Solomon hizo una pausa, sopesó sus palabras y aparentemente encontró que algunas pesaban demasiado.

—Un hombre muy rico, un empresario, viene a este país y dice que quiere invertir aquí. El Departamento de Comercio e Industria lo obsequia con una copa de jerez y unos cuantos folletos de papel satinado, y el hombre pone manos a la obra. Les dice que fabricará una línea de componentes de metal y plástico, y ¿les parecerá bien que instale media docena de fábricas en Escocia y la región nordeste de Inglaterra? Un par de tipos de la Junta de Comercio se caen de culo y le ofrecen doscientos millones en subvenciones y un permiso de aparcamiento en Chelsea. No tengo muy claro qué es lo que vale más.

Solomon bebió un sorbo de cerveza y se secó los labios con el dorso de la mano. Estaba muy enfadado.

—El tiempo pasa. Se cobra el cheque, se construyen las fábricas, y suena un teléfono en Whitehall. Es una llamada de larga distancia, de Washington. ¿Sabemos que un rico empresario que fabrica cosas de plástico también trafica con grandes cantidades de opio procedente de Asia? Santo cielo, no, no lo sabíamos, muchas gracias por hacérnoslo saber, saludos para la mujer y los niños. Pánico. El rico empresario está sentado sobre una montaña de nuestro dinero y emplea a tres mil de nuestros ciudadanos.

En este punto, a Solomon parecieron acabársele las pilas, como si el esfuerzo de controlar su furia hubiese sido demasiado. Pero yo no podía esperar.

—¿Qué pasó?

—Que un comité de hombres y mujeres no muy sabios ponen a funcionar sus cabezotas para analizar posibles cursos de acción. La lista incluye no hacer nada, no hacer nada, no hacer nada, o marcar el teléfono de emergencias y preguntar por el agente Pérez. La única cosa que tienen clara es que no quieren hacer la llamada.

—¿Qué pinta O'Neal?

—Le encargan el trabajo. Vigilancia. Contención. Control de daños. El maldito nombre que más os guste. —Para Solomon «maldito» ya es lenguaje fuerte—. Nada de todo esto, evidentemente, tiene que ver con Alexander Woolf.

—Por supuesto que no. ¿Dónde está Woolf ahora?

Solomon consultó su reloj.

—En este momento, ocupa el asiento 6C de un 747 de Brittish Airways que vuela de Washington a Londres. Si tiene un poco de sentido común, habrá pedido ternera Wellington. Puede que prefiera el pescado, pero lo dudo.

—¿La película?


Coge el dinero y corre.

—Estoy impresionado.

—Dios está en los detalles, amo. Sólo porque sea un mal trabajo no significa que deba hacerlo mal.

Bebimos un poco más de cerveza en un amigable silencio. Pero tenía que preguntárselo.

—David.

—A vuestro servicio, amo.

—¿Te importaría explicarme qué pinto yo en todo esto? —Me miró con el comienzo de una expresión de «Dígamelo usted», así que me apresuré a continuar—: Me refiero a ¿quién lo quiere muerto y por qué quieren hacer que yo parezca el asesino?

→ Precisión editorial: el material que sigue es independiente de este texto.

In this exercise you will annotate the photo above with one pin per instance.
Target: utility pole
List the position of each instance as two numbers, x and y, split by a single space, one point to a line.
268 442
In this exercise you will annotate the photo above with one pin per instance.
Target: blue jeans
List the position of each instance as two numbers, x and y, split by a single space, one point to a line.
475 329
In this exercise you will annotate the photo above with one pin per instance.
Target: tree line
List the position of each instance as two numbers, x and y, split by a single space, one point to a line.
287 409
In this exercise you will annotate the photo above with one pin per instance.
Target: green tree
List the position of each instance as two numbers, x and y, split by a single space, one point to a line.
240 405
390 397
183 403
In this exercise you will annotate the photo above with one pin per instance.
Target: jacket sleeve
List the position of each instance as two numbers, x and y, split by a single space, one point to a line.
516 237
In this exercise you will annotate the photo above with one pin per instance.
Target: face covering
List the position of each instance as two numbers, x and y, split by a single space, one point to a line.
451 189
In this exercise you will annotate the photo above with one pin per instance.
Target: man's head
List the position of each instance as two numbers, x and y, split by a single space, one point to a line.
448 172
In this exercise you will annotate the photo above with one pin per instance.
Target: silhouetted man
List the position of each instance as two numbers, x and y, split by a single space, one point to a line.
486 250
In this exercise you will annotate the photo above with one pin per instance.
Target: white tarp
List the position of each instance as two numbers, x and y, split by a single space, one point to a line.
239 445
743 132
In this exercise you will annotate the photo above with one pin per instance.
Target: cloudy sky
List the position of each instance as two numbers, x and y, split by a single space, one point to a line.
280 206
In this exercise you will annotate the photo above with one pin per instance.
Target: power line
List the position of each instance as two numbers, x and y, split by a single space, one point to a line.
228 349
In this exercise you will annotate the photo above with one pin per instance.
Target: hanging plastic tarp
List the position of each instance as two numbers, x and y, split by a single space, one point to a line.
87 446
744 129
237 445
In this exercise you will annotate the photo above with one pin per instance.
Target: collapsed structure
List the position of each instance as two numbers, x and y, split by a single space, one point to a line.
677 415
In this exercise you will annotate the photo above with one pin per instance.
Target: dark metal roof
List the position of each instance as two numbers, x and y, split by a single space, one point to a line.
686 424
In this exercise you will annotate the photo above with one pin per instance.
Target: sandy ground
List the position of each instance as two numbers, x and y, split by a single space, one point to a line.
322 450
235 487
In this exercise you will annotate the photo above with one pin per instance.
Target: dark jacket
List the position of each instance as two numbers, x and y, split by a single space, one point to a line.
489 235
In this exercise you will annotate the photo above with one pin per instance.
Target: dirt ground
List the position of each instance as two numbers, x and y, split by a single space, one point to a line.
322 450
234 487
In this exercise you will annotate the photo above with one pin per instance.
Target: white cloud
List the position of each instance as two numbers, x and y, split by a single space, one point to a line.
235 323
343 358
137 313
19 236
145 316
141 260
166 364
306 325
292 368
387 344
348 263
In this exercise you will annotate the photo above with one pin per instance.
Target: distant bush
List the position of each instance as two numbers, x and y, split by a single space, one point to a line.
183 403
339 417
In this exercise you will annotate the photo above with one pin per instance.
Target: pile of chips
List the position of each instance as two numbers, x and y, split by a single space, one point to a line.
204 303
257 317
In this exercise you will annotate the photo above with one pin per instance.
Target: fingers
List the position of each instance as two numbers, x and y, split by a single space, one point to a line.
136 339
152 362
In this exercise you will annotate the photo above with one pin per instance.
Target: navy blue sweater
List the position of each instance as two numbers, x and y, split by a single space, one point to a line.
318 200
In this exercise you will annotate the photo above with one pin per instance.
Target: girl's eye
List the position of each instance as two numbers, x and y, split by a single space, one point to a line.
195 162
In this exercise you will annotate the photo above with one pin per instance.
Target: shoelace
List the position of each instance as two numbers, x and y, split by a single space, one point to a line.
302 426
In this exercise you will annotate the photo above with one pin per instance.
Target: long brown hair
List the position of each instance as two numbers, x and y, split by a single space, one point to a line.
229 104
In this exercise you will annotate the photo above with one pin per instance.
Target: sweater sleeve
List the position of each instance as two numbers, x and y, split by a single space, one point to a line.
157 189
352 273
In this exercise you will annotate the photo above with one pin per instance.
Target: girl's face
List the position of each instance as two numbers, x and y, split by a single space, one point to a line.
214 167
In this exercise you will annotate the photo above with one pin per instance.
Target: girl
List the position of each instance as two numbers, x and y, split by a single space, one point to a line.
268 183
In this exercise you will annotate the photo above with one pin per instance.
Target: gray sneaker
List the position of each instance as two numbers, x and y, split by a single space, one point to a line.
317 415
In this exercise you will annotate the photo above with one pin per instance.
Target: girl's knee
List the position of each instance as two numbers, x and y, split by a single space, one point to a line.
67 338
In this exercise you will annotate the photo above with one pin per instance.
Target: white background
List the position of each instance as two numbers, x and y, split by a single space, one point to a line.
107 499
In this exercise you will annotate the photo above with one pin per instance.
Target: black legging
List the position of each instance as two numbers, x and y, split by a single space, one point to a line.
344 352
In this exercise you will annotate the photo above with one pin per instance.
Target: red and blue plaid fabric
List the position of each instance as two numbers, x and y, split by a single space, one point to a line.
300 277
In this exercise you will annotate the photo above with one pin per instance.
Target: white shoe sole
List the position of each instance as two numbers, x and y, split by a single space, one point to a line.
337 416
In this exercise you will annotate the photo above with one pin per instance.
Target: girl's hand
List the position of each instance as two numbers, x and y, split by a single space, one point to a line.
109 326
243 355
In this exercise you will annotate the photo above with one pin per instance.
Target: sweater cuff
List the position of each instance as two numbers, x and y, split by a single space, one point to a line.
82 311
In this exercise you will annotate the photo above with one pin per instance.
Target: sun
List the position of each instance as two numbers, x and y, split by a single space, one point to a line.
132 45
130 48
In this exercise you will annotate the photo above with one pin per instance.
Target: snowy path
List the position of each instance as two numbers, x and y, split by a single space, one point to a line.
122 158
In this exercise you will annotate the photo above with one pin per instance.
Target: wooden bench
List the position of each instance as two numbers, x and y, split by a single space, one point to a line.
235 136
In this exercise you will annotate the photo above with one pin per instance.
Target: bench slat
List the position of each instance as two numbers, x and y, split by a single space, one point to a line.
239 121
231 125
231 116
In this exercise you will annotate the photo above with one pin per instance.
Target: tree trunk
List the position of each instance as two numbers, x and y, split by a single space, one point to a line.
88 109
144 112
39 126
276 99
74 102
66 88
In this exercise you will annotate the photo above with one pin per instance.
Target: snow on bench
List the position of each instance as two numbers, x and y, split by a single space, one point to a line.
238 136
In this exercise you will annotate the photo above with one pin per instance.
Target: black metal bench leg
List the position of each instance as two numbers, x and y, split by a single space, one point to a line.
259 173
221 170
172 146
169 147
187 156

Solomon se acabó la jarra.

—No sé el porqué, y en cuanto a quién, nos inclinamos por la CIA.

Durante la noche di algunas vueltas en la cama, y después algunas más, y un par de veces me levanté para grabar unos monólogos bastante idiotas sobre cómo iba todo en mi grabadora. Había cosas en todo este asunto que me preocupaban, y cosas que me asustaban, pero era Sarah Woolf quien continuaba apareciendo en mi cabeza y se negaba a marcharse.

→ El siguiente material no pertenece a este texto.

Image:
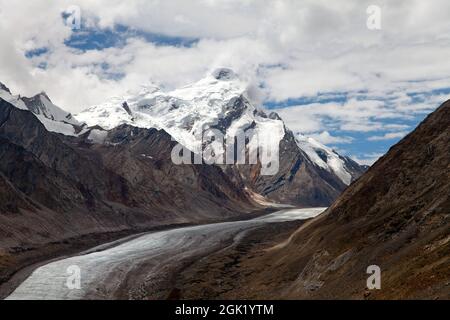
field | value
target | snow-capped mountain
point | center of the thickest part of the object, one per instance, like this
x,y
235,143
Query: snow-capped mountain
x,y
309,173
52,117
218,101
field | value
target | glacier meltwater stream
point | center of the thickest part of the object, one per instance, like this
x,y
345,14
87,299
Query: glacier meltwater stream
x,y
105,269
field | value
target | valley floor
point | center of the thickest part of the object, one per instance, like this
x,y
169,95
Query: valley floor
x,y
191,262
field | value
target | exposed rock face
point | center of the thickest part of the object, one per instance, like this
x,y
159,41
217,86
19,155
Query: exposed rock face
x,y
55,187
220,101
5,88
396,216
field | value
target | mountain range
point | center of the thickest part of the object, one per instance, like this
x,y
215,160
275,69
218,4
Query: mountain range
x,y
108,169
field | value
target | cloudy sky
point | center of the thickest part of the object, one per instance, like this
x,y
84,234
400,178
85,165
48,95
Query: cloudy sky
x,y
316,62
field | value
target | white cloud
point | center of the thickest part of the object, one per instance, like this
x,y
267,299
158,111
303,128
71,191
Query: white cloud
x,y
297,48
326,138
367,159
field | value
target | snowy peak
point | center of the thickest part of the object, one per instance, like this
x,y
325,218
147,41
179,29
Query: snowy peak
x,y
51,116
184,113
224,74
41,105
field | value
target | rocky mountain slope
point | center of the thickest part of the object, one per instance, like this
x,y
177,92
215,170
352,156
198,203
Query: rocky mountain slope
x,y
309,173
396,216
56,187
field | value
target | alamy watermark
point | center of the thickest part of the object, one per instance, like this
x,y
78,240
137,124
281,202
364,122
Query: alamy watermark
x,y
73,281
374,280
374,17
244,147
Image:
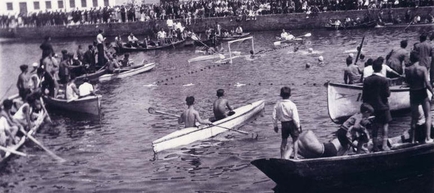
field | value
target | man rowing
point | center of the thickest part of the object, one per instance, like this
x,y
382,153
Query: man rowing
x,y
190,116
220,105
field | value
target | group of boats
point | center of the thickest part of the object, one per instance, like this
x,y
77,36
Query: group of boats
x,y
402,161
92,104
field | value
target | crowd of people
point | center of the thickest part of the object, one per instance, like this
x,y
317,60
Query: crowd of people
x,y
190,11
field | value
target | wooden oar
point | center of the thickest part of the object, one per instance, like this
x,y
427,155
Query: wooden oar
x,y
59,159
153,111
12,151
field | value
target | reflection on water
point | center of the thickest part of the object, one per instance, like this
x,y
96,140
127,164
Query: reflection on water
x,y
114,154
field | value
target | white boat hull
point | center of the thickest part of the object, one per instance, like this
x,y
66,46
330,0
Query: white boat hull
x,y
89,104
192,134
344,100
132,72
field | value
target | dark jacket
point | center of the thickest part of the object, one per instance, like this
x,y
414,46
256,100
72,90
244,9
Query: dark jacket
x,y
376,92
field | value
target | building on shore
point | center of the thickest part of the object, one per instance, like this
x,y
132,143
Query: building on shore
x,y
12,7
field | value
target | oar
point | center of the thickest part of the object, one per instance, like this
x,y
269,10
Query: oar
x,y
359,50
153,111
44,148
12,151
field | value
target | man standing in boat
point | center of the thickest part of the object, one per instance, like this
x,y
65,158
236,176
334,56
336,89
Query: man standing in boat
x,y
417,79
220,105
286,112
376,92
100,46
191,116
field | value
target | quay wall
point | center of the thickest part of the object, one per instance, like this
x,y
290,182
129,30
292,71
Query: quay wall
x,y
262,23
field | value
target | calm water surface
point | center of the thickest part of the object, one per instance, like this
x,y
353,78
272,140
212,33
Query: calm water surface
x,y
114,154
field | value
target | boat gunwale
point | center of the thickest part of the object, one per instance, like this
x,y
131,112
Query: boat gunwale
x,y
230,118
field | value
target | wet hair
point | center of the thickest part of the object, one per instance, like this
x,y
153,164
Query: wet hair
x,y
414,56
189,100
7,104
365,107
40,71
24,67
404,43
349,60
220,92
422,37
377,65
285,92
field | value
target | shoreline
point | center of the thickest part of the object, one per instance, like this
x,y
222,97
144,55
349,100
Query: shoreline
x,y
271,22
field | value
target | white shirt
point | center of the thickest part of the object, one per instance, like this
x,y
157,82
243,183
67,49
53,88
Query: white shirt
x,y
99,38
285,110
85,89
368,71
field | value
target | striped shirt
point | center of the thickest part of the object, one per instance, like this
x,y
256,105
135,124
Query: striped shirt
x,y
285,110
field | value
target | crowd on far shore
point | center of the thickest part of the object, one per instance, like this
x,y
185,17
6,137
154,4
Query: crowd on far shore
x,y
192,11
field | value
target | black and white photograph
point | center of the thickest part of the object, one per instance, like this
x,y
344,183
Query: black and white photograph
x,y
216,96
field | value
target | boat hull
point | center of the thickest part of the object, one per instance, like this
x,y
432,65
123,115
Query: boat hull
x,y
192,134
89,104
350,170
38,122
344,100
233,37
167,46
131,72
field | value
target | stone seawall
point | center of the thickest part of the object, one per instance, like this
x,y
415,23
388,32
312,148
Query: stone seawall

No estaba enamorado de ella. ¿Cómo podía estarlo? Después de todo, sólo había pasado un par de horas en su compañía, y ninguna de ellas había sido en circunstancias especialmente relajantes. No, definitivamente no estaba enamorado de ella. Hace falta mucho más que un par de brillantes ojos grises y una seductora cabellera ondulada castaño oscuro para hacerme beber los vientos.

Hasta ahí podríamos llegar.

A las nueve de la mañana siguiente me anudé mi corbata del Garrick y me puse el blazer escaso de botones, y a las nueve y media pulsaba la campanilla en el mostrador de atención al cliente del National Westminster Bank en Swiss Cottage. No tenía ningún plan de acción claro, pero consideré que me levantaría la moral poder mirar a los ojos al director de la sucursal por primera vez en diez años, aunque el dinero que había en la cuenta no fuese mío.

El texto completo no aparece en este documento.